The Monstrumologist Chapter 2 Summary

"His Services Are Indispensable to Me"

  • Doc Warthrop and Will Henry work through the night separating the corpses and performing a detailed necropsy. As they carve it up, the doc lectures Will Henry about the creature.
  • Things we learn about Anthropophagi:
    • When the fetus reaches full term it consumes its host, down to sucking out the nutrient-rich marrow.
    • It has barbed claws ("like a whaling hook") that are two inches long, sharp as a hypodermic needle, and hard as diamonds.
    • Their arms are longer than a grown man's by about a foot and a half.
    • They prefer to eat their prey while it's still alive.
    • They can leap up to forty feet.
    • They are nocturnal, hairless, and pale as Casper.
    • They are pack hunters.
    • They have the mental capacity of a two year old, and communicate through mostly grunts and gestures.
  • Even though Will Henry is exhausted, at dawn the doc is still going full steam ahead. Apparently this is how he tends to function—weeks of manic determination where he works without sleep, food, or hygiene, and then, when his energy finally runs out, he enters a deep depression where he can barely get out of bed. Sounds healthy.
  • By noon Will Henry is ready to pass out on the cellar stairs. The doc neatens the poor girl's corpse and returns her necklace to what's left of her neck before they wrap her in bed sheets.
  • Will Henry finally succumbs to exhaustion and the doc carries him upstairs to his bed in the loft. When Will Henry sees his little hat hanging on a peg—it's all he has left from his life before he came to live with Pellinore Warthrop—he bursts into tears.
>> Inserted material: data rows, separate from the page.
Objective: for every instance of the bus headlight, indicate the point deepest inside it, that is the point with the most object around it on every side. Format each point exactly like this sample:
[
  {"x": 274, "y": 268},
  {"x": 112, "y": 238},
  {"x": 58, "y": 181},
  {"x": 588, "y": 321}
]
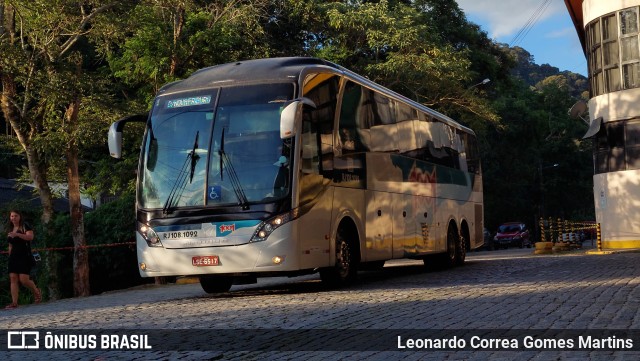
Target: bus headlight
[
  {"x": 149, "y": 235},
  {"x": 267, "y": 227}
]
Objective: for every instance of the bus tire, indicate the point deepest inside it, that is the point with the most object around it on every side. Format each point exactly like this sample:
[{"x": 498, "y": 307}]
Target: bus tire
[
  {"x": 216, "y": 284},
  {"x": 461, "y": 251},
  {"x": 345, "y": 270}
]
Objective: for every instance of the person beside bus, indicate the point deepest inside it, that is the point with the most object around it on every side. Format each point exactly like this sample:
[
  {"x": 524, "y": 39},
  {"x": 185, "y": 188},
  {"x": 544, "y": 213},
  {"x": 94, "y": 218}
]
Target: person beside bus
[{"x": 21, "y": 260}]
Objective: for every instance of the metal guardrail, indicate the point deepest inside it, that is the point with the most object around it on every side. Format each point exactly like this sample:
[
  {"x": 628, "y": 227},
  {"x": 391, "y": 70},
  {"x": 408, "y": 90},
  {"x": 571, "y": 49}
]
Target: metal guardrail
[{"x": 560, "y": 230}]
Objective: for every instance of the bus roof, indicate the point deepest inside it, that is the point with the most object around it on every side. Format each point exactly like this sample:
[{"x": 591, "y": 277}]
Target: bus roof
[{"x": 267, "y": 69}]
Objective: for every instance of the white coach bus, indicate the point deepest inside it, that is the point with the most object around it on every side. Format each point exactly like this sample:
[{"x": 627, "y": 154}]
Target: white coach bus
[{"x": 289, "y": 166}]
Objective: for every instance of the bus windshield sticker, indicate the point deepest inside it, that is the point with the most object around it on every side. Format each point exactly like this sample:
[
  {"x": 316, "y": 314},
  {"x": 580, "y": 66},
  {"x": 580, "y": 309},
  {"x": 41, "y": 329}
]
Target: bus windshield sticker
[
  {"x": 187, "y": 102},
  {"x": 226, "y": 228}
]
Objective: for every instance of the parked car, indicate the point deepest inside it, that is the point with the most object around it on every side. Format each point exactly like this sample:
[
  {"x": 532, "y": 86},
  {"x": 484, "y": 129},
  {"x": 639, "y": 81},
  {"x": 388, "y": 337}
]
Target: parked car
[
  {"x": 488, "y": 240},
  {"x": 512, "y": 234}
]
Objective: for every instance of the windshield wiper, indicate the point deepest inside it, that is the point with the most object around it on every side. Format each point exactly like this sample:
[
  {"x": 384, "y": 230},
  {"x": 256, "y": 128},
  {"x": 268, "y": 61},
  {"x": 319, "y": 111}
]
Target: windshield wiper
[
  {"x": 233, "y": 176},
  {"x": 181, "y": 181}
]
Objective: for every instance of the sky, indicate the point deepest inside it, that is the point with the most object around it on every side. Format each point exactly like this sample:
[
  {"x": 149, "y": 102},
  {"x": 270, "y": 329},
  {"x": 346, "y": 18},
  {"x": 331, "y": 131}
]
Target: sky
[{"x": 541, "y": 27}]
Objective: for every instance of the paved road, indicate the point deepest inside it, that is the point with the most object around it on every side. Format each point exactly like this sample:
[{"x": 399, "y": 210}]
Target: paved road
[{"x": 507, "y": 290}]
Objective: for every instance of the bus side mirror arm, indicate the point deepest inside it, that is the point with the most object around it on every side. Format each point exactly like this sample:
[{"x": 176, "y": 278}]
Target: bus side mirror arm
[
  {"x": 115, "y": 133},
  {"x": 290, "y": 115}
]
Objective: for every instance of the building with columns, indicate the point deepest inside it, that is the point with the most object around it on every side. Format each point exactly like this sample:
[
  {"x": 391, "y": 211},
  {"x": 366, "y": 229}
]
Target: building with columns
[{"x": 609, "y": 32}]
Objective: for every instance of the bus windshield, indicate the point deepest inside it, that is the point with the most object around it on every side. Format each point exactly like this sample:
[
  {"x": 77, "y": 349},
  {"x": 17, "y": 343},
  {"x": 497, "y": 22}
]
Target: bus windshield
[{"x": 198, "y": 154}]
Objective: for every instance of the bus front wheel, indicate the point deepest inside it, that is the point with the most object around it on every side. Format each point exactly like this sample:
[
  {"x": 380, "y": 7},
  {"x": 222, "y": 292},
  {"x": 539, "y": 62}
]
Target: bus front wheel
[
  {"x": 345, "y": 270},
  {"x": 216, "y": 284}
]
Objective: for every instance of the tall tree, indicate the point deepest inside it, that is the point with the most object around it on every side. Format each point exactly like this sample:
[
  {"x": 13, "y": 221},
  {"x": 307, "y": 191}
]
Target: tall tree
[{"x": 46, "y": 55}]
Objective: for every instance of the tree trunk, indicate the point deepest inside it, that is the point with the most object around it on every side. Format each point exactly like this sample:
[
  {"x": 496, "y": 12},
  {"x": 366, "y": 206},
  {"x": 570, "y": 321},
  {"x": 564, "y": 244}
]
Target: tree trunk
[
  {"x": 37, "y": 170},
  {"x": 81, "y": 284}
]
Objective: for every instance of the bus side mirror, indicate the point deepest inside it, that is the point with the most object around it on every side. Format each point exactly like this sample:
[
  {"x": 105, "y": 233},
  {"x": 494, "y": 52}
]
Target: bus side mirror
[
  {"x": 114, "y": 138},
  {"x": 290, "y": 115}
]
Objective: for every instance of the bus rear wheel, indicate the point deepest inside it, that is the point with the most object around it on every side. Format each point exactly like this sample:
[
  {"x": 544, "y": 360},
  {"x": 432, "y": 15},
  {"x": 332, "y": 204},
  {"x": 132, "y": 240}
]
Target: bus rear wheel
[
  {"x": 216, "y": 284},
  {"x": 345, "y": 270}
]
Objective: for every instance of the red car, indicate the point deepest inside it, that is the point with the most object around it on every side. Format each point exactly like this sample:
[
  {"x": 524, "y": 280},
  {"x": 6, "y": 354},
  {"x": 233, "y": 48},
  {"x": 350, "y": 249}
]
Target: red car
[{"x": 512, "y": 234}]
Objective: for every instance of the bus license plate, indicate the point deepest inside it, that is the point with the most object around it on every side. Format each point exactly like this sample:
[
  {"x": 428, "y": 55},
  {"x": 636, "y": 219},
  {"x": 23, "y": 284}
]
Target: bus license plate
[{"x": 200, "y": 261}]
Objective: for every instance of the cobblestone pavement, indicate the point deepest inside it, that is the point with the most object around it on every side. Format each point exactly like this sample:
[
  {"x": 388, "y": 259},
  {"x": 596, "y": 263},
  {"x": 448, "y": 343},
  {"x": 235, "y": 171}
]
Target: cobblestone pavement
[{"x": 501, "y": 290}]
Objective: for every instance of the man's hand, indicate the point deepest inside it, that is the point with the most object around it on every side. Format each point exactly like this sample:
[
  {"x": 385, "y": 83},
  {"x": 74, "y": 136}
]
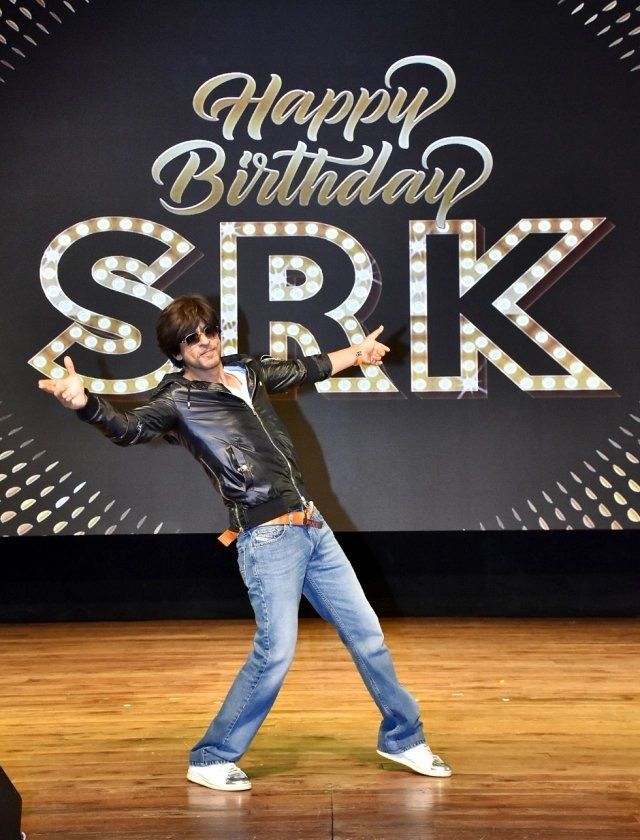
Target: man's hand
[
  {"x": 368, "y": 352},
  {"x": 68, "y": 391},
  {"x": 372, "y": 351}
]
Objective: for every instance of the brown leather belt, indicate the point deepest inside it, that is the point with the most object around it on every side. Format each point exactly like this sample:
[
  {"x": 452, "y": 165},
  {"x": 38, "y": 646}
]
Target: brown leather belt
[{"x": 294, "y": 517}]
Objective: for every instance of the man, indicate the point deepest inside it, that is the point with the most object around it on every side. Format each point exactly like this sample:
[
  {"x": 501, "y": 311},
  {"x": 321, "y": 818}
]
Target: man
[{"x": 219, "y": 410}]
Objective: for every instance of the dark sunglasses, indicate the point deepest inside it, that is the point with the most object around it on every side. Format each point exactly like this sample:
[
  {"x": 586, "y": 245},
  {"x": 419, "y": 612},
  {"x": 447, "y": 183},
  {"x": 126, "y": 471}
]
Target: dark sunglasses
[{"x": 208, "y": 331}]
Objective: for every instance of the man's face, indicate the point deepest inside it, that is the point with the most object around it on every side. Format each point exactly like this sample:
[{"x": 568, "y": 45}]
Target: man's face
[{"x": 202, "y": 357}]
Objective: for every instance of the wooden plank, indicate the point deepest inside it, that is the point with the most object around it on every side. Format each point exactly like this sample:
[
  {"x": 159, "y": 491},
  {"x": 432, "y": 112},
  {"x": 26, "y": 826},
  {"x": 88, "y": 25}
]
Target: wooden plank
[{"x": 540, "y": 720}]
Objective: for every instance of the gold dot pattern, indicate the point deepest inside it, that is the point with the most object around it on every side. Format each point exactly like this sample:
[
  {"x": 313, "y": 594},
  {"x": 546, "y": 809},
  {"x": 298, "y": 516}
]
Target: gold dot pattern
[
  {"x": 607, "y": 488},
  {"x": 618, "y": 27},
  {"x": 23, "y": 26},
  {"x": 38, "y": 496}
]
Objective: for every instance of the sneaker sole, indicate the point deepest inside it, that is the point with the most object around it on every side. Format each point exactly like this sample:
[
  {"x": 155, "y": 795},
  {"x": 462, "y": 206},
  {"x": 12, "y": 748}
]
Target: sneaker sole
[
  {"x": 437, "y": 772},
  {"x": 195, "y": 777}
]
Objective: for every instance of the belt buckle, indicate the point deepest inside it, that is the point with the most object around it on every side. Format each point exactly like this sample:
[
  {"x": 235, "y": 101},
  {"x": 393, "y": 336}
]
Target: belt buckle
[{"x": 308, "y": 513}]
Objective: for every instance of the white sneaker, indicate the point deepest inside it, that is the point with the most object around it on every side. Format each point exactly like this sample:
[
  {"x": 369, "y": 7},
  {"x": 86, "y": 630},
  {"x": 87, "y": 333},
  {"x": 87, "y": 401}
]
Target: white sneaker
[
  {"x": 224, "y": 776},
  {"x": 421, "y": 760}
]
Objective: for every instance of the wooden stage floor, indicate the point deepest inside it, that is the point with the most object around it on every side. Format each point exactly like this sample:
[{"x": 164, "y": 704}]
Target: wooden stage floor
[{"x": 539, "y": 719}]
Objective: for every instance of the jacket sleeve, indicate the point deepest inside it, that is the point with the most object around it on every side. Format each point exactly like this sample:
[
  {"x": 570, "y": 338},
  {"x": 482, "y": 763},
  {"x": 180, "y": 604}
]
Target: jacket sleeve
[
  {"x": 280, "y": 375},
  {"x": 126, "y": 428}
]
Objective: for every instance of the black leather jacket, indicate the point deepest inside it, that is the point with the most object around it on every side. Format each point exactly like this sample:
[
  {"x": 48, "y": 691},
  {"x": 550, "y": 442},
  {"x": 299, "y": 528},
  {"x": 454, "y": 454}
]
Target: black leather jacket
[{"x": 246, "y": 451}]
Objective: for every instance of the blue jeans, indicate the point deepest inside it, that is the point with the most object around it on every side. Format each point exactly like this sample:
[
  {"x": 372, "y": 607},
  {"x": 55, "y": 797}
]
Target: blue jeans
[{"x": 278, "y": 563}]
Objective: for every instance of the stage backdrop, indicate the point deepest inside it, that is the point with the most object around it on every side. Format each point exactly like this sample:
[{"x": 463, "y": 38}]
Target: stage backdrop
[{"x": 463, "y": 173}]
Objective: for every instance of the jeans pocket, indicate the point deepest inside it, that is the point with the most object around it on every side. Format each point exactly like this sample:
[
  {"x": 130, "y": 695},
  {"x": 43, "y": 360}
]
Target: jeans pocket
[
  {"x": 242, "y": 563},
  {"x": 267, "y": 534}
]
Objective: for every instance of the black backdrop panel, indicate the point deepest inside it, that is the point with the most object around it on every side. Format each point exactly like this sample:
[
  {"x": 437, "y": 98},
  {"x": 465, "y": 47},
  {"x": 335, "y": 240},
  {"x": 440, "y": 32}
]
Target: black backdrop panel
[{"x": 93, "y": 96}]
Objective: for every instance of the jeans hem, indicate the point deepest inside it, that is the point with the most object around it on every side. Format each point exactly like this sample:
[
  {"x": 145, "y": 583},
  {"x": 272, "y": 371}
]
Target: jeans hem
[
  {"x": 410, "y": 745},
  {"x": 207, "y": 763}
]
In a moment of rare compassion the doc admits he misses Will Henry's parents, too. His father was the doc's invaluable assistant and his mother was his housekeeper.
  • Will Henry reflects on what it was like when his parents were alive. His father showed an unusually strong sense of loyalty and obligation towards Dr. Warthrop—to the extent that he often neglected his wife and only child. It was the cause of his parent's most vehement arguments.
  • Will Henry can hear the boys with whom he used to go to school playing stickball outside his window; he falls asleep dreaming that he can still play with them.
  • The doctor rudely awakes him again that night to resume his services. The Anthropophagus carcass is now hanging by a hook in the basement laboratory; the doctor is draining it to prepare for shipment to the Society.
  • The doctor is relieved because he has come to the conclusion that despite his fear of an entire breeding population existing in New Jerusalem, there can only be two or three more Anthropophagi due to the utter lack of victims. How pleasant.
  • The doctor is now obsessed with discovering how the creatures could have immigrated to America.
  • Will Henry assembles gear from a list the doc gave him—stuff like a bowie knife, torches, and specimen bags—and places it by the back door. This expedition sounds fun… not.
  • Just as he finishes up, Erasmus Gray arrives at their door. The doctor has summoned him to assist them on their mission.
  • The three of them (plus the girl's corpse) set off in Erasmus's creaking cart toward the graveyard.